Community Education Centers Acquisition

On April 5, 2017, the Company closed on its previously announced acquisition of Community Education Centers ("CEC"), a
leading private provider of rehabilitation services for offenders in reentry and in-prison treatment facilities as well as
management services for county, state and federal correctional and detention facilities. The Company acquired 100% of the
voting interests in CEC for $360 million in an all cash transaction, excluding transaction related expenses paid at closing of
$4.1 million. The Company did not assume any debt as a result of the transaction. The purchase price is subject to adjustment
based on a working capital target. CEC's operations encompass over 12,000 beds nationwide. The Company is in the process of
integrating CEC into its existing business units of GEO Corrections & Detention and GEO Care.
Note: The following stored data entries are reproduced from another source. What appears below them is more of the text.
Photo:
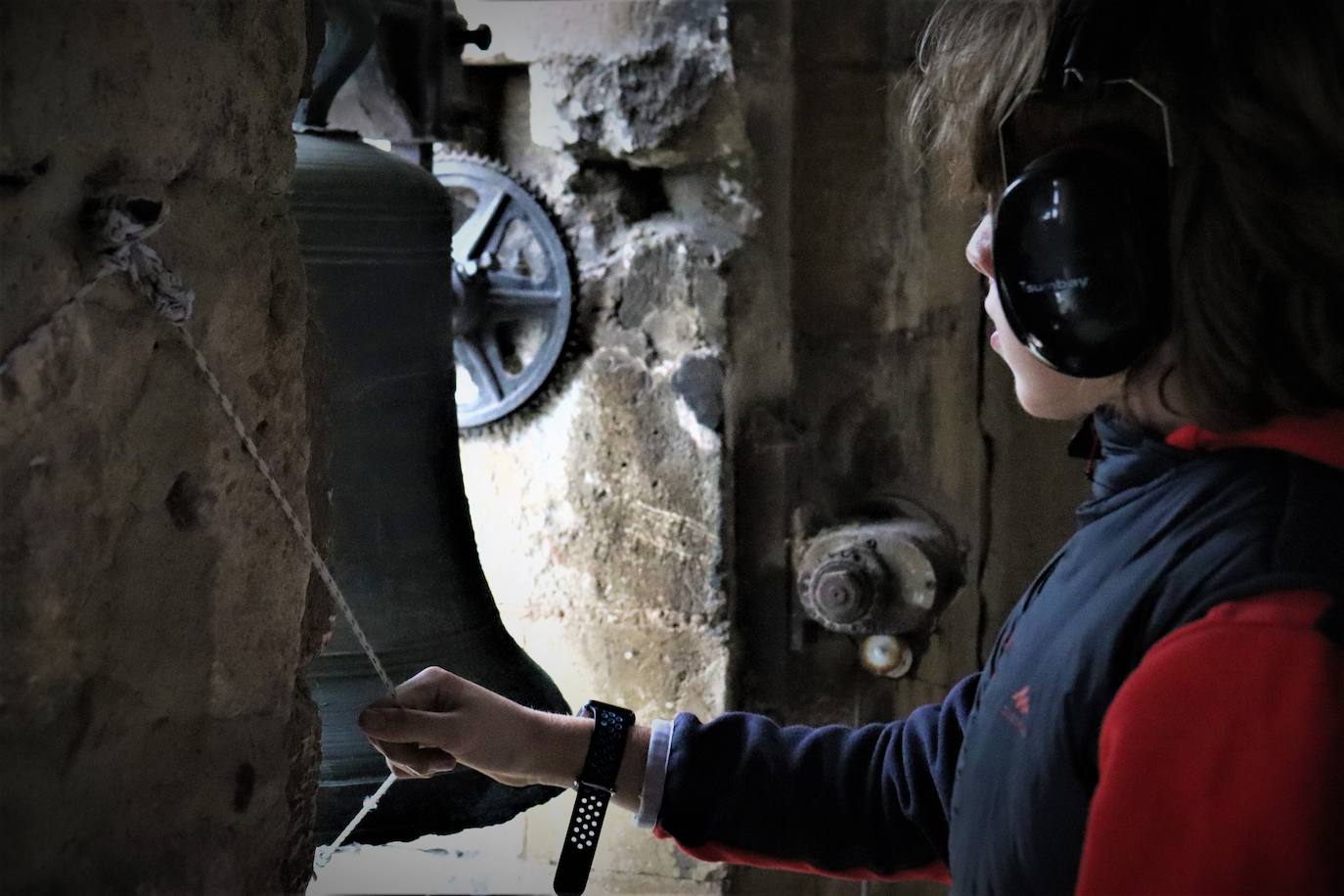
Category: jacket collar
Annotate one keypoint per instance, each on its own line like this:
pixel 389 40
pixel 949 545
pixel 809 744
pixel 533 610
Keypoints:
pixel 1319 437
pixel 1128 456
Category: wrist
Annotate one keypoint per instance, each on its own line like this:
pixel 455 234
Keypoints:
pixel 564 747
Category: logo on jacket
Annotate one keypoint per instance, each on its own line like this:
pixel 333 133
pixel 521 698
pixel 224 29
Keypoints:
pixel 1016 709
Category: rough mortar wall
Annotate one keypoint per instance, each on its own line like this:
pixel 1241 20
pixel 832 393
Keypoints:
pixel 152 731
pixel 603 517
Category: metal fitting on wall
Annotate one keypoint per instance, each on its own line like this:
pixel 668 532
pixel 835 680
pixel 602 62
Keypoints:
pixel 877 579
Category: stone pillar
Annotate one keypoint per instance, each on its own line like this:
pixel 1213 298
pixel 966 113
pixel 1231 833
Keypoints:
pixel 155 737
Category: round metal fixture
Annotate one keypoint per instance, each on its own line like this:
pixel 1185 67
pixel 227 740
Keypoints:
pixel 513 288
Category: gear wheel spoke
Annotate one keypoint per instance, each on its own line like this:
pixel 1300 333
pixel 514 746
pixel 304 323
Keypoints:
pixel 470 240
pixel 481 368
pixel 514 297
pixel 513 288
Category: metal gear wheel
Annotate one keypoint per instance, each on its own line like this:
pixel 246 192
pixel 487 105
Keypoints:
pixel 513 288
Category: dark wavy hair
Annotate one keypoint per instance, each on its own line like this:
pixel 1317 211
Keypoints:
pixel 1257 238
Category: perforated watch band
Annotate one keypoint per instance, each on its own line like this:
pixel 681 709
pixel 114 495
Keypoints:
pixel 596 784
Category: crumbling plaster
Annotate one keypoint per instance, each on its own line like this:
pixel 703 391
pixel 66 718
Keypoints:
pixel 154 734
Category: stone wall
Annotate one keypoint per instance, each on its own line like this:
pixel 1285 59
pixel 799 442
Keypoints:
pixel 604 517
pixel 154 602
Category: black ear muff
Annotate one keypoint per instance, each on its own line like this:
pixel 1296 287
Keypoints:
pixel 1081 259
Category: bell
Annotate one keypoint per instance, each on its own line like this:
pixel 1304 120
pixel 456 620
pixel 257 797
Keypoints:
pixel 376 238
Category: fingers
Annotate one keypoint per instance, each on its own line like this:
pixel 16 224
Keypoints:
pixel 394 724
pixel 408 760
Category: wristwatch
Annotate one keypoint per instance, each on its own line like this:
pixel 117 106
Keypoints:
pixel 596 784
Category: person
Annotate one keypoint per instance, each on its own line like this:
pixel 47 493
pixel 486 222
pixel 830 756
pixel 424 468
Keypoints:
pixel 1164 708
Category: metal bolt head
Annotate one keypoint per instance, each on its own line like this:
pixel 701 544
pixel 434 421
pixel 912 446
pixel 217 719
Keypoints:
pixel 840 591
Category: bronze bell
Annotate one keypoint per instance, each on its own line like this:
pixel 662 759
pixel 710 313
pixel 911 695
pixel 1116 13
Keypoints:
pixel 376 240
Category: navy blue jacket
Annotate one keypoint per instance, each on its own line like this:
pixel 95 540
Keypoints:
pixel 995 784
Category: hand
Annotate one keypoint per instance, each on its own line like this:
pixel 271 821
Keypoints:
pixel 441 719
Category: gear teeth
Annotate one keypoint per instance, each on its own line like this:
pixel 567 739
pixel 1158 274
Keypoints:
pixel 575 345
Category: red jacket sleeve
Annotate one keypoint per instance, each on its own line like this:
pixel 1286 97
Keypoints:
pixel 1222 759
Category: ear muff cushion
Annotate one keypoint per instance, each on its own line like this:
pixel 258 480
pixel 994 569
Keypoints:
pixel 1081 259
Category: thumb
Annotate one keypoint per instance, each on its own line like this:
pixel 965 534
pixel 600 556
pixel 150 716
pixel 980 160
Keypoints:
pixel 405 726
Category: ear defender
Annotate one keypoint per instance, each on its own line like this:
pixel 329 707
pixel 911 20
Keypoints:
pixel 1081 256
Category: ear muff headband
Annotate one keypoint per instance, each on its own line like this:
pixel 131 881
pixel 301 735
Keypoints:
pixel 1080 238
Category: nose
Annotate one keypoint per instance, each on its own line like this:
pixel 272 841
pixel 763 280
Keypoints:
pixel 980 247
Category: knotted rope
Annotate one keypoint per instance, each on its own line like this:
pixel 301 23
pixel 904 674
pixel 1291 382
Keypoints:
pixel 118 226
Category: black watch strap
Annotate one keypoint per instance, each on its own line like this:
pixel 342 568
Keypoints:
pixel 596 784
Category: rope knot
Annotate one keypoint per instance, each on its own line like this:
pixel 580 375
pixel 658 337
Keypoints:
pixel 117 227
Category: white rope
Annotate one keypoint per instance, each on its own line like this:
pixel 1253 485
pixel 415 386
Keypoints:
pixel 119 225
pixel 324 853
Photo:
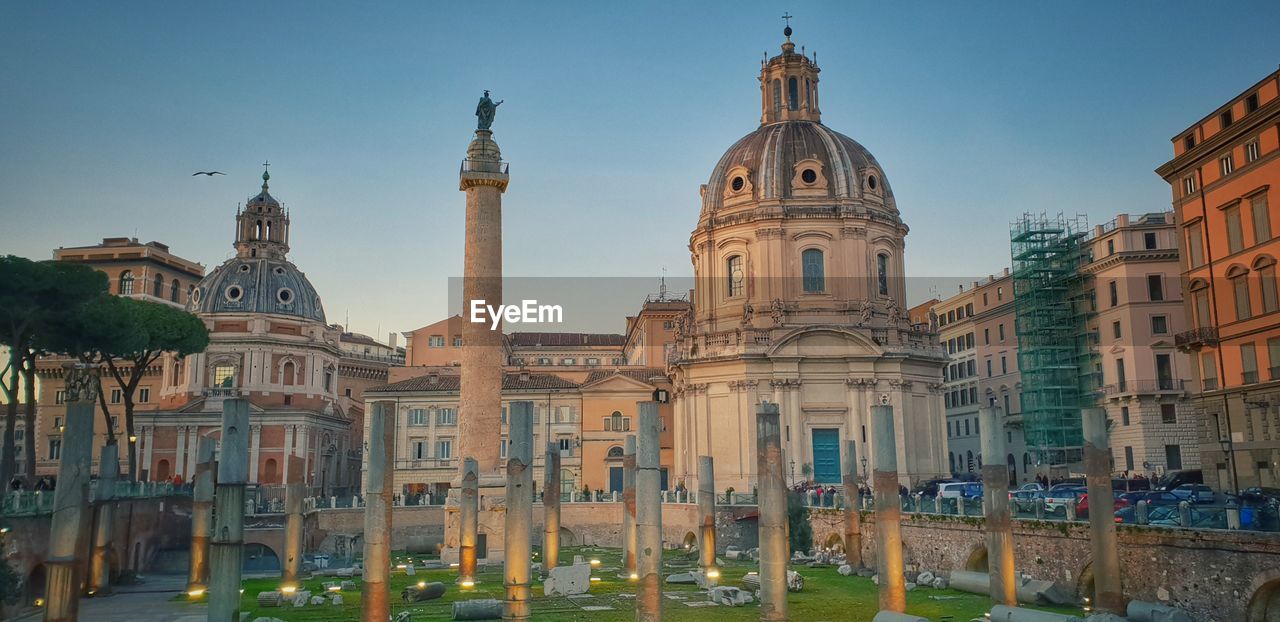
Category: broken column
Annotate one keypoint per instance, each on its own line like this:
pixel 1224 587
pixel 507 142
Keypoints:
pixel 888 530
pixel 648 516
pixel 707 517
pixel 775 549
pixel 71 497
pixel 293 494
pixel 629 507
pixel 225 556
pixel 853 517
pixel 469 518
pixel 1107 595
pixel 201 516
pixel 1000 525
pixel 517 539
pixel 108 470
pixel 375 598
pixel 551 507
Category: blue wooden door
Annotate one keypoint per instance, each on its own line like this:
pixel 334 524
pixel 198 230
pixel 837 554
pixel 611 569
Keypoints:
pixel 826 456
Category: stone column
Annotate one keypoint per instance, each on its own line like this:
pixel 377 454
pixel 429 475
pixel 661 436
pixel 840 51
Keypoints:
pixel 293 494
pixel 551 507
pixel 71 497
pixel 1107 594
pixel 888 530
pixel 375 600
pixel 201 517
pixel 469 515
pixel 517 539
pixel 775 549
pixel 853 516
pixel 648 550
pixel 707 517
pixel 1000 524
pixel 484 179
pixel 629 507
pixel 228 539
pixel 108 471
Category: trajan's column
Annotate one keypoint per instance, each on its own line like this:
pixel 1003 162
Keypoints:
pixel 484 179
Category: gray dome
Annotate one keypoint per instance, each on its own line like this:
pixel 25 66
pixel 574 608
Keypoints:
pixel 256 286
pixel 772 152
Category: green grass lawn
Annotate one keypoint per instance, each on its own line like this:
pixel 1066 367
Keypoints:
pixel 827 597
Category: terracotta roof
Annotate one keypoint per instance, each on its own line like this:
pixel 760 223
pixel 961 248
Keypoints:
pixel 565 339
pixel 453 383
pixel 641 374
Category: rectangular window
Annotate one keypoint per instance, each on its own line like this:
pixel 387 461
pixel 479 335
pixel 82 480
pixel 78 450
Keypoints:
pixel 1248 364
pixel 1261 218
pixel 1243 310
pixel 1234 234
pixel 1194 246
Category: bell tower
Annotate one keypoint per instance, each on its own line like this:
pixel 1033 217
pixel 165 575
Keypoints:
pixel 263 225
pixel 789 86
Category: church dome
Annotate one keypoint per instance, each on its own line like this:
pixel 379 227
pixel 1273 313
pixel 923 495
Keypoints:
pixel 257 286
pixel 798 159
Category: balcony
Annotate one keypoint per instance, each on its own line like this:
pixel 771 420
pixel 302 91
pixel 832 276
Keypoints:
pixel 1196 338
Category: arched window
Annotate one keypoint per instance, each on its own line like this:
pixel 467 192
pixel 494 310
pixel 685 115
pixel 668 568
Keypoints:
pixel 736 279
pixel 813 270
pixel 882 273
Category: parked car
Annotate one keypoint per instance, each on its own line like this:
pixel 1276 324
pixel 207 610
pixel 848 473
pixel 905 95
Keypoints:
pixel 1194 493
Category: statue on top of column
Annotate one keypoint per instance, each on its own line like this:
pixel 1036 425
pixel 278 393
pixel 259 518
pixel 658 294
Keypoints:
pixel 485 110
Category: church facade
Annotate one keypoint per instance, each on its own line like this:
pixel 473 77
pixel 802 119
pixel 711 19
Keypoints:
pixel 800 301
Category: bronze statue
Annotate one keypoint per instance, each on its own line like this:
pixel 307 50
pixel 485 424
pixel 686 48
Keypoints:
pixel 485 111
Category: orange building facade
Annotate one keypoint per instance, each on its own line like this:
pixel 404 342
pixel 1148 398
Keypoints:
pixel 1225 181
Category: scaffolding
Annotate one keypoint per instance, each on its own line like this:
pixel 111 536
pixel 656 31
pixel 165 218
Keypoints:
pixel 1054 310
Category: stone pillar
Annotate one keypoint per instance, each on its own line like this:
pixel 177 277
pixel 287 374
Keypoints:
pixel 629 507
pixel 228 539
pixel 469 515
pixel 375 599
pixel 775 548
pixel 71 497
pixel 517 539
pixel 551 507
pixel 108 471
pixel 1107 594
pixel 484 179
pixel 201 517
pixel 1000 522
pixel 888 530
pixel 853 517
pixel 293 494
pixel 648 550
pixel 707 517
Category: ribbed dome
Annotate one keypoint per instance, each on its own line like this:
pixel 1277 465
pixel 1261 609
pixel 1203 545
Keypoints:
pixel 769 161
pixel 257 286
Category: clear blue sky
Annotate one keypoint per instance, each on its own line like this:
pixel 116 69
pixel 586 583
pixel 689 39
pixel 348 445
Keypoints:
pixel 615 114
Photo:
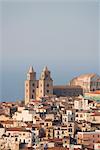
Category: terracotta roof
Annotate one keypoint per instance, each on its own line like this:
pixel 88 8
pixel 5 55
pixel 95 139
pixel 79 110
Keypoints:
pixel 18 129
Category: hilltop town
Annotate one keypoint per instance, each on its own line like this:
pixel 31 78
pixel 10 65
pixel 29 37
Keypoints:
pixel 53 117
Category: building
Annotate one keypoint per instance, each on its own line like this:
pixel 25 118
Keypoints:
pixel 67 90
pixel 89 82
pixel 35 89
pixel 88 139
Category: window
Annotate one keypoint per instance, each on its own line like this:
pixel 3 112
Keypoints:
pixel 47 85
pixel 47 91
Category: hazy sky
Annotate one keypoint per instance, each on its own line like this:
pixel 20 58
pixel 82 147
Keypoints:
pixel 62 35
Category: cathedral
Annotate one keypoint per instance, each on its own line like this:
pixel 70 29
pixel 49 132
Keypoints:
pixel 35 89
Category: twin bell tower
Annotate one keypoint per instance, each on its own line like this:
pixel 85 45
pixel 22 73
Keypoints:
pixel 36 89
The Company acquired CEC
to further position itself to meet the demand for increasingly diversified correctional, detention and community reentry facilities
and services and will allow the Company to expand the delivery of enhanced in-prison rehabilitation including evidence-based
treatment, integrated with post-release support services through GEO's Continuum of Care platform.

As the transaction closed on April 5, 2017, there are no revenue or earnings of CEC included in the consolidated statement of
operations for the three months ended March 31, 2017. As of May 4, 2017, the initial accounting for the acquisition is
incomplete, therefore the Company is unable to disclose supplemental pro forma combined financial information with respect
to revenues and earnings for the three month periods ended March 31, 2017 and 2016. Additionally, because the initial
accounting for the acquisition is incomplete, the Company is also unable to disclose the acquisition-date fair value allocation of
amounts that will be recognized for each major class of assets acquired and liabilities assumed, including the amount of
goodwill by reportable segment and any tax deductibility of such goodwill. The Company expects to be able to provide these
disclosures in its Form 10-Q for the period ended June 30, 2017.


Restricted Stock Awards

In April 2017, the Compensation Committee of the Board of Directors resolved to grant 301,500 shares of restricted stock to
certain employees of the Company including its Board of Directors. Of these awards, 180,000 shares are market and
performance-based awards which vest subject to the achievement of certain total shareholder return and return on capital
employed metrics over a three year period. These shares have been adjusted to take into effect the stock split.

Contract Award

On April 13, 2017, the Company announced that it has been awarded a contract by U.S. Immigration and Customs Enforcement
("ICE") for the development and operation of a new company-owned 1,000-bed detention facility to be located in Conroe,
Texas. The Company expects to design, finance, build and operate the facility under a ten-year contract with ICE, inclusive of
renewal option periods. The facility is scheduled for completion in the fourth quarter of 2018.